Sunday, August 31, 2014
Question is not who wins and what makes it a winner, it is what keeps it a winner?
We all are well aware of the next generation, fulfillment research and test areas of the two best companies, Amazon and Google. Yes, I am talking about Amazon's Prime Air and Google's Project X.
Even before the legal permissions are in place Amazon officially announces the cutting edge news: 'The goal of this new delivery system is to get packages into customers' hands in 30 minutes or less using unmanned aerial vehicles.Putting Prime Air into service will take some time, but we will be ready as soon as the FAA grants permission.'
However, Google is taking its rivalry against Amazon to the skies.The search giant’s X laboratory division is developing drones that can handle deliveries, a move that would be in direct competition with the e-commerce company that is testing its own shipment service using self-flying machines. Google’s initiative, called Project Wing, aims to use drones to drop off goods quickly.
The company said it’s been exploring the use of unmanned aircraft for about two years. Its disclosure of the project pits it in a race with Amazon, which announced late last year its own plans to test drones to deliver goods. The two companies are increasingly competing with each other as they target companies as well as consumers to sustain growth.
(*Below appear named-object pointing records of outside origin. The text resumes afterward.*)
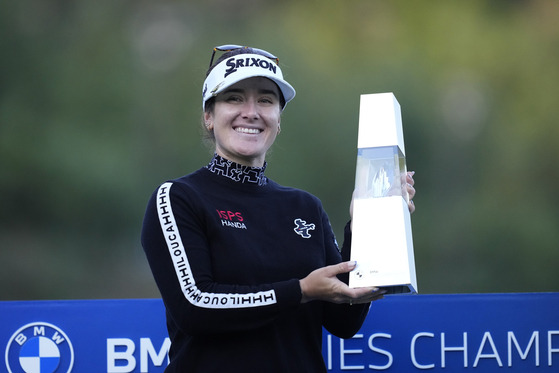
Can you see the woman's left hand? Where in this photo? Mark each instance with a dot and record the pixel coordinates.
(411, 190)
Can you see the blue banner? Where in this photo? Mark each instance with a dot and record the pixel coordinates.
(403, 333)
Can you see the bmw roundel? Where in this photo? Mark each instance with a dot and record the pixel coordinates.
(39, 347)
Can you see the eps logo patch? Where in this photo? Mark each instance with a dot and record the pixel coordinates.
(39, 347)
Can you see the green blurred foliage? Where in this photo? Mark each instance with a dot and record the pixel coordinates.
(100, 102)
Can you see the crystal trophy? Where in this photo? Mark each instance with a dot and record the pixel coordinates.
(382, 242)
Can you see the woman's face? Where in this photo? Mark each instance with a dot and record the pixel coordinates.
(246, 120)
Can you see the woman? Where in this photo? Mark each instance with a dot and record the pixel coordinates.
(248, 269)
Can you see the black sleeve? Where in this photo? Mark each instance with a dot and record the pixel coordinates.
(173, 238)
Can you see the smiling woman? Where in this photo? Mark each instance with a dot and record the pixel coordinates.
(248, 269)
(245, 120)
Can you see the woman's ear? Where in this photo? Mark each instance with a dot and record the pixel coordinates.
(208, 120)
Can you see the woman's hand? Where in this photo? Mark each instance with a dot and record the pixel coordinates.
(322, 284)
(411, 190)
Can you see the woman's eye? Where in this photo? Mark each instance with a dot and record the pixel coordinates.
(234, 99)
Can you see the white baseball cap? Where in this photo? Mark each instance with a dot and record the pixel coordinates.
(243, 66)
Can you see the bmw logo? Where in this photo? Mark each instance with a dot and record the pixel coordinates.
(39, 348)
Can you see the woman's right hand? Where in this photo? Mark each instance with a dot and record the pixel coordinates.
(322, 284)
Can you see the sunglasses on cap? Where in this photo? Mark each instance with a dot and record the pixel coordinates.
(232, 47)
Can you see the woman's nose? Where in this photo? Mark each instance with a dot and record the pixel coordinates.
(250, 109)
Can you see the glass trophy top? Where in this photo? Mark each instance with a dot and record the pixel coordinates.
(381, 172)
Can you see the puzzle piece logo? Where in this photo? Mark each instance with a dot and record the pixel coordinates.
(302, 228)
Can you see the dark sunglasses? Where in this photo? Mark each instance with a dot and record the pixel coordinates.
(232, 47)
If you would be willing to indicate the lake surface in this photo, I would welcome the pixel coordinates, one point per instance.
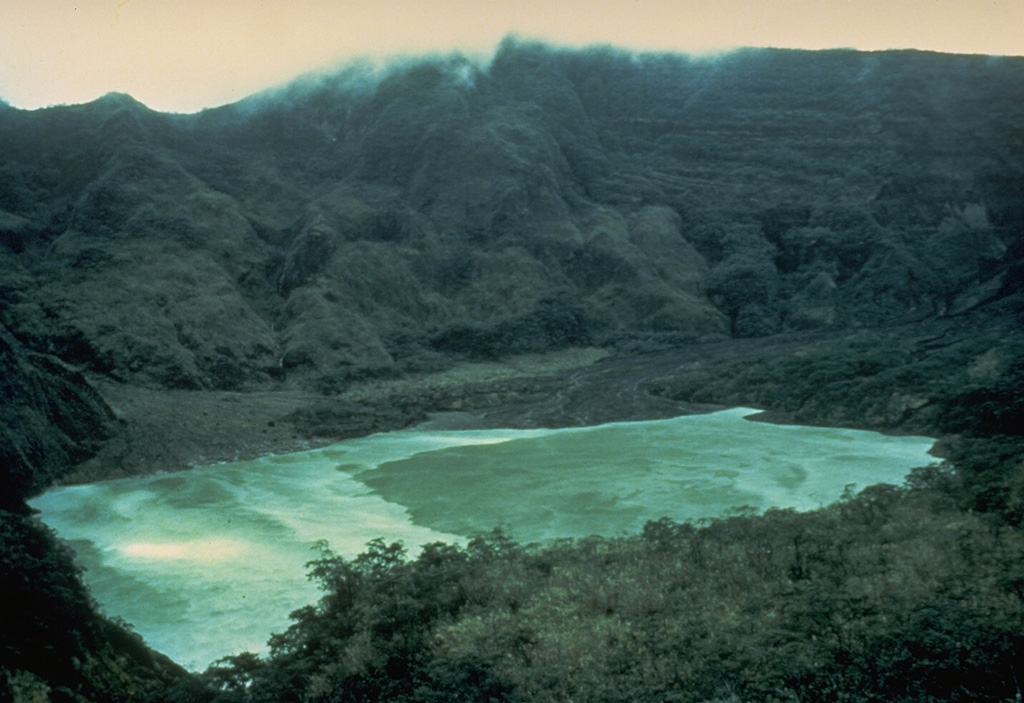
(210, 562)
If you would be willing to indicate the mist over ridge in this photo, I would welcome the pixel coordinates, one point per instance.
(836, 236)
(369, 221)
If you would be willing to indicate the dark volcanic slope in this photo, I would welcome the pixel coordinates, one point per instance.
(379, 222)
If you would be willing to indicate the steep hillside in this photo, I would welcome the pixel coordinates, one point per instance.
(375, 222)
(232, 276)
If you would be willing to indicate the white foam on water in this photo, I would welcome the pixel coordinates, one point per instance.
(210, 562)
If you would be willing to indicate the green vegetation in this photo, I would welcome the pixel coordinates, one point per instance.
(53, 646)
(899, 594)
(367, 226)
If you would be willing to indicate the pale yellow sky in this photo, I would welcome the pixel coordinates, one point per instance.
(182, 55)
The hyper-fast delivery space is already crowded. Google recently launched Shopping Express for same-day deliveries in New York and Los Angeles. eBay Now started making local deliveries nearly two years ago. Walmart To Go will deliver your groceries right to your door. Smaller startups — like Instacart, Postmates, and WunWun — give customers the option of getting anything instantly.
Once the giants receive a green signal from the Federal Aviation Administration, the birds will be out racing for deliveries. Since it is the next big thing in fulfillment sector, the first company to make it happen will have an edge over the other.
However, what are the opportunities and chances that the company realizing the breakthrough will maintain that edge? Where would the companies go next after drones, for efficient fulfilment options without reaching a saturation or stagnation point?